Hacker News new | ask | show | jobs
by valw 1465 days ago
Btw, am I alone in thinking that DataFrame abstractions in OOP languages (like Pandas in Python) are oftentimes simply inferior to relational algebra? I'm not sure that many Data Scientists are aware of the expressive power of SQL.
4 comments

There are loads of things that are not possible or are very cumbersome to write in SQL, but that pandas and many other dataframe systems allow. Examples are dropping null values based on some threshold, one-hot encoding, covariance, and certain data cleaning operations. These are possible in SQL but very cumbersome to write. There are also things that are outright impossible in a relational database related to metadata manipulation.

SQL is super expressive, but I think pandas gets a bad rap. At it's core the data model and language can be more expressive than relational databases (see [1]).

I co-authored a paper that explained these differences with a theoretical foundation[1].
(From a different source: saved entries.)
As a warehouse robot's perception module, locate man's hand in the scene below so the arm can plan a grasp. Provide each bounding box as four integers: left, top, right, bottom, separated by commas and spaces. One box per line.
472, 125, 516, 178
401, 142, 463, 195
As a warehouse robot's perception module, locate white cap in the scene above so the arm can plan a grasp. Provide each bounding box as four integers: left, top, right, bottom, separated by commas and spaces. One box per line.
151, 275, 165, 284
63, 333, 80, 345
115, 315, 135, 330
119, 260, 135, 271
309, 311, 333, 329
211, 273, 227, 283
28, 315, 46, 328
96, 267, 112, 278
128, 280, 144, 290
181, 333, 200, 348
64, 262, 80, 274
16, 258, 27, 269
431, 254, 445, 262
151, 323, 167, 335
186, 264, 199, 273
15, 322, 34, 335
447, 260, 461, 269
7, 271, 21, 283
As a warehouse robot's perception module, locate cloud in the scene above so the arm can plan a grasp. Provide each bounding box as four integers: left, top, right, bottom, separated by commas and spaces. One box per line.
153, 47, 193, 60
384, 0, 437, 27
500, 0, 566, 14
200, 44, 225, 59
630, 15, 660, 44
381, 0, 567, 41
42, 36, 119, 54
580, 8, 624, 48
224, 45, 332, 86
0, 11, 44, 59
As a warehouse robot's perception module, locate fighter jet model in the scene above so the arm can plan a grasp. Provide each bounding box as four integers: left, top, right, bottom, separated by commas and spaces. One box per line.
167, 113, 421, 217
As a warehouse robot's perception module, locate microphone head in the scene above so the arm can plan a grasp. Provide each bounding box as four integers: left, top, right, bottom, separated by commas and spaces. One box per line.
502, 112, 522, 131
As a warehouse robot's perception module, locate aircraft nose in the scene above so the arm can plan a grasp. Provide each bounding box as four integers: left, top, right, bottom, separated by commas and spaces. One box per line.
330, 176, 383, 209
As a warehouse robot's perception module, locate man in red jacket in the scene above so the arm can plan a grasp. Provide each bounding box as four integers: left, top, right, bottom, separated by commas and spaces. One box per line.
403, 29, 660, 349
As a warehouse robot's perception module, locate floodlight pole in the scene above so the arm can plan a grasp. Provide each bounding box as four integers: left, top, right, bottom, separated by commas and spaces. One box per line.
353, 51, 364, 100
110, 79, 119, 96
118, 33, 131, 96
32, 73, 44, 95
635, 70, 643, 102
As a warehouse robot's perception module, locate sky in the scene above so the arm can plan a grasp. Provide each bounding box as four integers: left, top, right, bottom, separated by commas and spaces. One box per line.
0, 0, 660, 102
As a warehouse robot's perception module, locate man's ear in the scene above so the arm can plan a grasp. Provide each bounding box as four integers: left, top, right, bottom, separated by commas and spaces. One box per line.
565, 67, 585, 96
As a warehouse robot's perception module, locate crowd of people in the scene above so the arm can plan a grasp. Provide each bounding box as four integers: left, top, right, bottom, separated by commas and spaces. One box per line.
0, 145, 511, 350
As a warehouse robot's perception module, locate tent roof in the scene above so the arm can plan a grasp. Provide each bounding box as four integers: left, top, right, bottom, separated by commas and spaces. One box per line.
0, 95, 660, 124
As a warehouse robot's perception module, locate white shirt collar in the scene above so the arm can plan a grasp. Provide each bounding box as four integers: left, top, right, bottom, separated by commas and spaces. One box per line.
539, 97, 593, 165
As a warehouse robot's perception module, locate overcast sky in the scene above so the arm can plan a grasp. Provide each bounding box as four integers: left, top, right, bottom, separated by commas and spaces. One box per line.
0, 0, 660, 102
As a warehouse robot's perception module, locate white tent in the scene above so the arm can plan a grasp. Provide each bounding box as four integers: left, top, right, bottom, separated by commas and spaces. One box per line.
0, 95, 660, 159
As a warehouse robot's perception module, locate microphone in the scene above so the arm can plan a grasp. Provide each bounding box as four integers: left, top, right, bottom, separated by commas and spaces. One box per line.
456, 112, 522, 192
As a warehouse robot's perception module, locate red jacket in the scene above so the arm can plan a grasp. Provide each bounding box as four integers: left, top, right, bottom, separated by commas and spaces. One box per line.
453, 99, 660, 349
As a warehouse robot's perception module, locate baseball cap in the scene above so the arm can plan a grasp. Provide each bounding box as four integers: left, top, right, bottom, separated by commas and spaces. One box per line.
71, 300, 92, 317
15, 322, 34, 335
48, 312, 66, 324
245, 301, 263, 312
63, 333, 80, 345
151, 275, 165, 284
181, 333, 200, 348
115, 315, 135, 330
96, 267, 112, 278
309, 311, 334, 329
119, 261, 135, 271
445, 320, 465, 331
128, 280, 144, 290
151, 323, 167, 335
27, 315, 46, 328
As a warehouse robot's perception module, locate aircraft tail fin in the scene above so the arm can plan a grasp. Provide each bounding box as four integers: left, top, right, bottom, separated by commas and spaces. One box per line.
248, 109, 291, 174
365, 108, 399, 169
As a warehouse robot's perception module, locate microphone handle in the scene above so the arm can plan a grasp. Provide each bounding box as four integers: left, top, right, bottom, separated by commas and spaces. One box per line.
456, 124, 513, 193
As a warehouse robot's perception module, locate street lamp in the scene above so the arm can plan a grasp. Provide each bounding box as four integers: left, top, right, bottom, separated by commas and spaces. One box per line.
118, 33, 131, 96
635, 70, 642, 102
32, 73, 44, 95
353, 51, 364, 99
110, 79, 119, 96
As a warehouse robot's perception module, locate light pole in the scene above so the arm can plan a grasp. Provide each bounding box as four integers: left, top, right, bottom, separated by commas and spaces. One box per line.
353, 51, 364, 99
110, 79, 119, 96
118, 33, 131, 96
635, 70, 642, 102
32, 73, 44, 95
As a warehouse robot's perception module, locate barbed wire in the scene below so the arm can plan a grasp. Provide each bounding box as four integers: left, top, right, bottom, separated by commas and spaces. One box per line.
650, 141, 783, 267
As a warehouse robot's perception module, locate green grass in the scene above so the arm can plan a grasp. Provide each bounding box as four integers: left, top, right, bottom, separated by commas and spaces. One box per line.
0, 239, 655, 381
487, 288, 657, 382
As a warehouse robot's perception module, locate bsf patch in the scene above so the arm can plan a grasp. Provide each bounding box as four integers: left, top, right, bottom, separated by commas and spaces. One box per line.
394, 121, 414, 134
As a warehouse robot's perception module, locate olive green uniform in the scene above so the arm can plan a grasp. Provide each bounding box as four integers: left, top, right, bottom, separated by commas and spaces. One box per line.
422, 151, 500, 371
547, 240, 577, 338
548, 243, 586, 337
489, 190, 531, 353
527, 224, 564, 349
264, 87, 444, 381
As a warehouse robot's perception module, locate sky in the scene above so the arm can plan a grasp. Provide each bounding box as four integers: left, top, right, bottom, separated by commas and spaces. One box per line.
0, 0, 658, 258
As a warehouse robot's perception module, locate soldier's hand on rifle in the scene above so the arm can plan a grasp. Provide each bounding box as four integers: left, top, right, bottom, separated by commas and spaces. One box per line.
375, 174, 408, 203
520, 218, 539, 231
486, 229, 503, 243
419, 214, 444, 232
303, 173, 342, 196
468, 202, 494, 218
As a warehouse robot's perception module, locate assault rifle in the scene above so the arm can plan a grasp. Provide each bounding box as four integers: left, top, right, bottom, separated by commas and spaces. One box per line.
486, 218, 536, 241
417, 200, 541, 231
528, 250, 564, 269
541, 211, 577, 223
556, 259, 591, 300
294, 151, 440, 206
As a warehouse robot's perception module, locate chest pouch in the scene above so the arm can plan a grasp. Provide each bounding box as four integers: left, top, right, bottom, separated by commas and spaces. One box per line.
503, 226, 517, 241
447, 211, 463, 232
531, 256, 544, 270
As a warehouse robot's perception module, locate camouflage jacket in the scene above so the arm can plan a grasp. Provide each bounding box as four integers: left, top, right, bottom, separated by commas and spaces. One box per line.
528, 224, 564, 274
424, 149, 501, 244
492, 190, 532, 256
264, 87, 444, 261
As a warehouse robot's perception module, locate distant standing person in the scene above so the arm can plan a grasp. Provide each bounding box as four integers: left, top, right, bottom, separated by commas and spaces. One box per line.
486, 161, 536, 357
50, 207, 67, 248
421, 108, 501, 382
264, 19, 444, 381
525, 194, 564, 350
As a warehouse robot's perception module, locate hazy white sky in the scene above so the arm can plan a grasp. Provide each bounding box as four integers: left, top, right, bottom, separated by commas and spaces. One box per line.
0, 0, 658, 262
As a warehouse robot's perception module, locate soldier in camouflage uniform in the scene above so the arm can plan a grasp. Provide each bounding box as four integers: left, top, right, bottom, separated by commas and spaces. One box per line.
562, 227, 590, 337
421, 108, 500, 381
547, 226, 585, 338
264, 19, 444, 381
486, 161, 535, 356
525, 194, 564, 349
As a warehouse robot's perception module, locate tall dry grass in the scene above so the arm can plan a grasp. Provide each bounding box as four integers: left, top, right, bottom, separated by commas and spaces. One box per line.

[1] https://arxiv.org/abs/2001.00888

Thanks for sharing this. I believe we essentially agree: chaining method calls is inexpressive compared to composing expressions in an algebraic language.
I'm not defending Pandas but just want to point out that the inability to conveniently compose expressions is one of the biggest problems with SQL, since it was designed to be written as a sort of pseudo-English natural language, in an era when people imagined that it would be used by non-programmers. To be clear, that's a problem with SQL, not with the idea of a language based on relational algebra. There are various attempts to create SQL-alternatives which behave like real programming languages in terms of e.g. composability. This blog post makes the point better than I can:

https://opensource.googleblog.com/2021/04/logica-organizing-...

I absolutely agree - one of the biggest shortcomings of SQL is that its primary programming interface is based on text and intended for human, instead of being based on data structures and intended for programs.
SQL does not exactly implement relational algebra in its pure form.

SQL implements a kind of set theory with relational elements and a bunch of practical features like pivots, window functions etc.

Pandas does the same. Most data frame libraries like dplyr etc. implement a common set of useful constructs. There’s not much difference in expressiveness. LINQ Is another language around manipulating sets that was designed with the help of category theory, and it arrives at the same constructs.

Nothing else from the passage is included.